Sir:—A few days ago you gave four or five ways for pronouncing Czolgosz,
culled from as many papers. Now, there cannot be a half dozen proper
ways to pronounce one name; and, as all the papers quoted gave a
different way, it is barely possible that all were wrong, and I
believe that they were all wrong.
“Now, Mr. Editor, if you know how
to pronounce this jawbone-breaker, please tell us at once, or something
serious will surely happen; for it is painful to see the people
going about with one side of the face screwed up trying to get the
name right. It really seems as if you could pronounce it better
if you were standing on your head, but that is manifestly inconvenient.

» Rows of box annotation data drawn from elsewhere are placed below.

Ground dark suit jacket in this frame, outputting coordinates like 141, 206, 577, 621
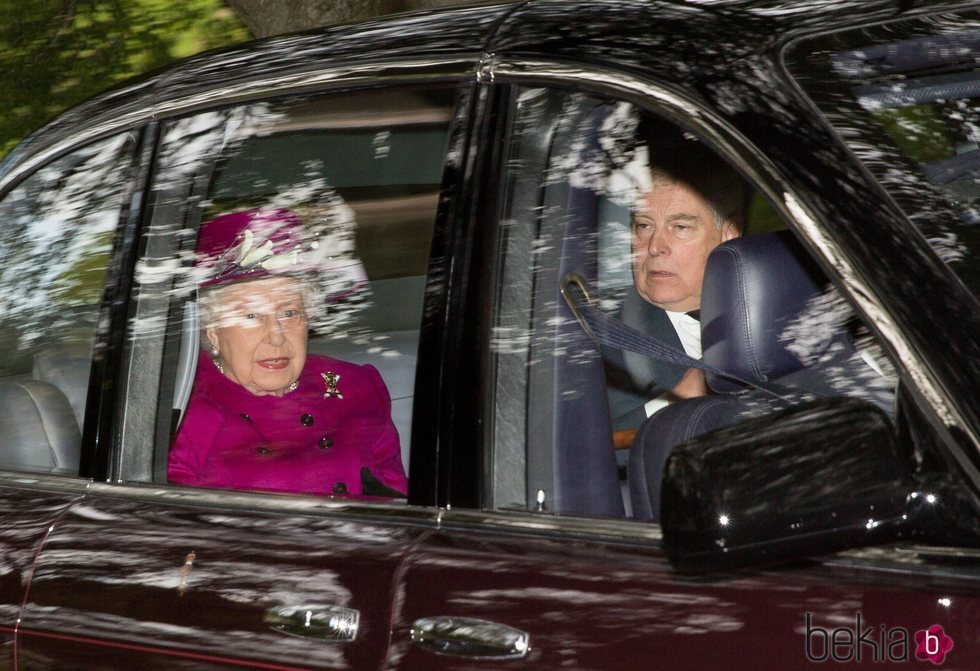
602, 287, 687, 431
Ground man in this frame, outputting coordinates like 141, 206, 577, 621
609, 141, 745, 429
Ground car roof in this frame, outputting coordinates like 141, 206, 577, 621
0, 0, 973, 179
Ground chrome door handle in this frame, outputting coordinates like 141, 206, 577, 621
262, 605, 361, 643
411, 615, 530, 659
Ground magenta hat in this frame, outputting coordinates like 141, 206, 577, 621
196, 209, 311, 286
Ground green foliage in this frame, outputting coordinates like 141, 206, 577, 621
0, 0, 250, 156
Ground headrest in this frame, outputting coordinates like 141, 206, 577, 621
701, 231, 830, 392
32, 342, 92, 426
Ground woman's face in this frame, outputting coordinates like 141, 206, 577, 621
205, 277, 307, 396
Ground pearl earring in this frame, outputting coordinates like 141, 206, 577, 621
211, 347, 225, 375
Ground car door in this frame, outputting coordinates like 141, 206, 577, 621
387, 54, 980, 669
10, 64, 478, 669
0, 132, 140, 668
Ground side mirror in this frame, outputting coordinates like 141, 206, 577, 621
661, 398, 917, 572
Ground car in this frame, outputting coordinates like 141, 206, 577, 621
0, 0, 980, 671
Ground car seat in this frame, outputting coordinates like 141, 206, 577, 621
628, 231, 854, 521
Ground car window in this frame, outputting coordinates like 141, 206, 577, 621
127, 86, 455, 498
488, 88, 896, 521
0, 134, 136, 474
788, 11, 980, 296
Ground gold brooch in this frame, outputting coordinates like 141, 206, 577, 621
320, 371, 344, 398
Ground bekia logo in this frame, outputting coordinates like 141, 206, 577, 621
915, 624, 953, 664
806, 613, 953, 665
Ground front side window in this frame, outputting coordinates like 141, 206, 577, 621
0, 134, 136, 474
788, 12, 980, 296
488, 88, 896, 521
124, 87, 455, 500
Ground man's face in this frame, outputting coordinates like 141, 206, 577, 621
633, 180, 738, 312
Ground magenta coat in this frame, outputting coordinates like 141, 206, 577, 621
167, 352, 408, 496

So, do come to our rescue before we lose our mental equilibrium.
Be sure you get it right, or our condition will be worse when, after
learning another way to pronounce it, we should find it to be wrong.
A relapse in such a case as this must certainly terminate fatally.
“Yours in deep distress,
“Populi.”
There are some subjects an editor
hesitates to approach. This is one of them. The Landmark does not
pretend to be an authority on Polish—when the word is spelled with
a capital “p” and the “o” is pronounced as in “Rome.” Under other
conditions, it might have something decisive to say. But if we knew
how to pronounce Czolgosz, we are sure our correspondent would not
be able to repeat it after us. We have it on good authority that
this same “Populi” went to a certain foreigner in our city and got
that gentleman to pronounce the name of the assassin as it would
be pronounced in Poland. The foreign gentleman did this as often
as was required, but “Populi” was found wanting. His tongue clave
to the roof of his mouth; his ordinarily active jawbone refused
to work; his imitative powers were paralyzed. If we were disposed
to tackle this problem, we might advance the claims of “Chullgoash;”
but our disposition, our instinct, is to flee. Give us something
easy, like “Roosevelt,” whose name is pronounced by most of the
authorities differently from his own pronunciation of it, poor fellow!